昨年11月末、中国・南方科技大学の賀建奎副教授が、ゲノム編集技術「クリスパー・キャス9」を用いて受精卵の遺伝子を改変して双子の女児を誕生させた事実を明らかにし、国際的な批判を浴びた。ゲノム編集を用いた治療では、すでに体細胞を対象としたものが臨床段階にある。ただ受精卵などの生殖細胞を対象とした治療は、遺伝的特質が子孫に受け継がれる可能性があること、親が子に望む外観や運動能力などを実現する「エンハンスメント」に用いられる可能性があること-など倫理的課題が山積し、中国を含め多くの国で禁止されている。賀副教授の臨床研究が事実であるならば、あまりにも拙速と言わざるを得ない。ゲノム編集技術を用いた他の治療にとって逆風になることも懸念される。
 賀副教授は、エイズにかかっていた父親の精子と健康な母親の卵子から体外受精で受精卵を作り、子にエイズウイルス(HIV)が感染しないよう遺伝子編集したうえで母親の子宮に戻した。具体的には「CCR5」と呼ばれる遺伝子をゲノム編集で操作し、子どもの免疫細胞の一種であるT細胞の表面からHIV感染の足掛かりとなる目印を消去した。
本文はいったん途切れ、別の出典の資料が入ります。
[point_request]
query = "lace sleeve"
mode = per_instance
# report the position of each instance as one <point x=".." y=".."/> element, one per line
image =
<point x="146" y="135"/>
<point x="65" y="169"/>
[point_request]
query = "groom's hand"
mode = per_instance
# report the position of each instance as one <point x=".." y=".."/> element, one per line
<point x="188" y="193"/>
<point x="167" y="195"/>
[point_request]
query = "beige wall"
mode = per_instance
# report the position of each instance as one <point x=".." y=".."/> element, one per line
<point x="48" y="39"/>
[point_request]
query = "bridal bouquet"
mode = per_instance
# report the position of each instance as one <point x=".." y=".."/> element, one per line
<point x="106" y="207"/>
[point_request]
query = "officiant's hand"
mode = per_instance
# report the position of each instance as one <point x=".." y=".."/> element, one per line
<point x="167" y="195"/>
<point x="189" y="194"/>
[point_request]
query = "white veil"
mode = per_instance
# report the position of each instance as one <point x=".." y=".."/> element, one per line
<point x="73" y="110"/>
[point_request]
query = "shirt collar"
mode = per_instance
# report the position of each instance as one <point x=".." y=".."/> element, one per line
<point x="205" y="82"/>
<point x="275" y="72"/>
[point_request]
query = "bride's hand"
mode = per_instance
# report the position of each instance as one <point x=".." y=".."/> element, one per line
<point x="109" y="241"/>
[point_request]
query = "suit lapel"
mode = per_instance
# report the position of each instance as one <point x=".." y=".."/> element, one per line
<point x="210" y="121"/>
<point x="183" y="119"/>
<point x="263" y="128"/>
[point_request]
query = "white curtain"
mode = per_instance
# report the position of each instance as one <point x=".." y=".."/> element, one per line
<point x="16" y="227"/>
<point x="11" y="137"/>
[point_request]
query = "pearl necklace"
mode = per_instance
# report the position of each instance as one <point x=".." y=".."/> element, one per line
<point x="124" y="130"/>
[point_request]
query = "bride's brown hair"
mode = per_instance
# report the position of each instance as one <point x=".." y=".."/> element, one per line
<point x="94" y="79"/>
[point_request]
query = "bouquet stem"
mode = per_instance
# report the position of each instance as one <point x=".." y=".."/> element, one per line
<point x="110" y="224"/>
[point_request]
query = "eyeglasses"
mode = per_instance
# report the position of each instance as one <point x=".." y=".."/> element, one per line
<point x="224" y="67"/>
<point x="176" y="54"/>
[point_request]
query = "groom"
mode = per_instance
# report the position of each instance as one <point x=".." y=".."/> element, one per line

賀副教授は、これまでに不妊治療中の7組の夫婦に同様のゲノム編集を実施したとされる。
 賀副教授は、臨床研究の目的を子どもにHIV感染に抵抗力を持たせるためとしている。ただ現在、父親が感染していてもHIVを除去してから精子を体外受精に使えば子への感染を防げる手法が確立されており、あえてゲノム編集のような、まだ安全性が確保されていない技術を用いる意味は見出せない。
 ゲノム編集を用いた生殖医療は今後、基礎研究によってしっかりと安全性が確立されたうえで、代替療法がない遺伝子疾患に限って適用が許される場合もあるでのではないか。親の疾患を起こす遺伝子の変異が子に受け継がれることが事前に分かっている場合、受精卵の段階で改変すれば出生前に発症予防が可能になる。「自分の遺伝子疾患を受け継がせたくない」という親の心情は痛いほど分かる。
 ただ現時点で、ゲノム編集を用いた生殖医療は安全性も不確かで倫理的に課題が残されている。同様のことが二度と繰り返されぬよう国際的規制を設けるべきだろう。改変された遺伝的な特質は子孫に受け継がれる。これまで人類の歴史で行われたことのない遺伝子改変が人工的に行われるのであり、人類自体の改変につながるともいえなくはない。科学者、政府当局だけでなく、生命倫理学者、宗教学者を交えた議論が欠かせない。